CASE 16673 Published on 01.04.2020

Supine vs. prone chest CT in a COVID-19 patient during mechanical ventilation


Chest imaging

Case Type

Clinical Cases


Claudio Sicuso1, Luca Balzarini2, Romano Fabio Lutman3, Manuel Profili3, Ezio Lanza4, Letterio Salvatore Politi5

1. Training School in Radiology, Humanitas University, Pieve Emanuele, Milan, Italy
2. Dept. of Radiology, Humanitas Clinical and Research Center, Humanitas University, Rozzano, Mi-lan, Italy          
3. Humanitas Clinical and Research Center - IRCCS, Rozzano, MI, Italy
4. Department of Diagnostic and Interventional Radiology, Humanitas Research Hospital, Via A. Man-zoni 56, 20089, Rozzano, Milano, Italy
5. Department of Neuroradiology, Humanitas Clinical and Research Hospital, Rozzano, Milan, Italy; Humanitas University, Pieve Emanuele, Milan, Italy


72 years, female

Area of Interest Thorax ; Imaging Technique CT
Clinical History

A 72-year-old female patient with a history of ischaemic stroke, ocular myasthenia, arterial hyper-tension, and hypercholesterolaemia was admitted to the emergency department because of dyspnoea.
She reported having fever and cough for a week.
At admission, her pulse oximeter saturation was 84%, the tympanic temperature was 37.6 °C.
Laboratory findings revealed elevated C-reactive protein (19.69 mg/dL, normal range 0.01-0.5 mg/dL) and mild lymphopenia (0.7X10^3/mm^3, normal range 1.0-4.0 X10^3/mm^3).
The patient also underwent non-contrast chest CT.

Imaging Findings

The non-contrast chest CT performed at admission (Fig. 1) showed bilateral, symmetrical, sub-pleural ground-glass opacities (GGO), predominantly in the right lower lobe, with initial interlobular septal thickening (crazy-paving pattern).
There was no radiological evidence of pleural effusion or mediastinal lymphadenopathy.
These findings were highly suspicious for SARS-CoV-2 infection.
AP chest X-ray (Fig. 2) on day two from admission showed interval intubation, internal jugular vein CVC, nasogastric tube, and bilateral patchy airspace opacities.
A new chest CT scan (Figs. 3-5) was performed on day three of admission, in both supine and prone positions during mechanical ventilation.
Compared to the prior CT, the supine scan showed a significant increase in the extent and atten-uation of the opacities with pulmonary consolidation and atelectasis of the right lower lobe.
The prone scan showed a partial recovery of the aerated lung parenchyma in the right inferior lobe with a small area of residual consolidation in the posterior segment of the right lower lobe.

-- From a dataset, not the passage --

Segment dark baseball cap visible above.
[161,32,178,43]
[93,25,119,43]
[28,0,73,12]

COVID-19 is an infectious disease that causes mild symptoms in most people; however, some patients, especially those who have comorbidities and the elderly, can progress to pneumonia and acute respiratory distress syndrome (ARDS) [1,2].
Nevertheless, also healthy and young people can develop a severe illness as it happened in Northern Italy with ‘“patient 1’, a man in his 30s [3].

Clinical Perspective
Most patients affected by COVID-19 present primarily with fever, myalgia or fatigue, and
dry cough [1], others may not have clinical symptoms nor radiological abnormalities at presenta-tion [4].
At present, the RT-PCR test is the gold standard for the final diagnosis of COVID-19 [5], even if it is burdened by a false negative rate.
Patients who progress to ARDS and multi-organ failure could benefit from methylprednisolone to decrease the risk of death [6].
In patients with severe ARDS, prone ventilation has been demonstrated to improve oxygenation and respiratory compliance compared to supine positioning [7].

Imaging Perspective
Chest CT scan could be useful for diagnosis of COVID-19 in highly suspected patients, but it should not be used for screening or early diagnosis because of its low specificity that does not allow differentiation between COVID-19 pneumonia and other cases of infection [8].
Chest CT has a role in the follow-up of patients until complete recovery [9].
Patients who develop respiratory deterioration and instability can benefit from lung ultrasonogra-phy that is more sensitive than chest X-ray for evaluation of pneumonia and
ARDS [10].
CT scan in supine and prone position allows to investigate the modification in lung morphology with changes in body position, and leads to a description in vivo of the lung pathology in ARDS.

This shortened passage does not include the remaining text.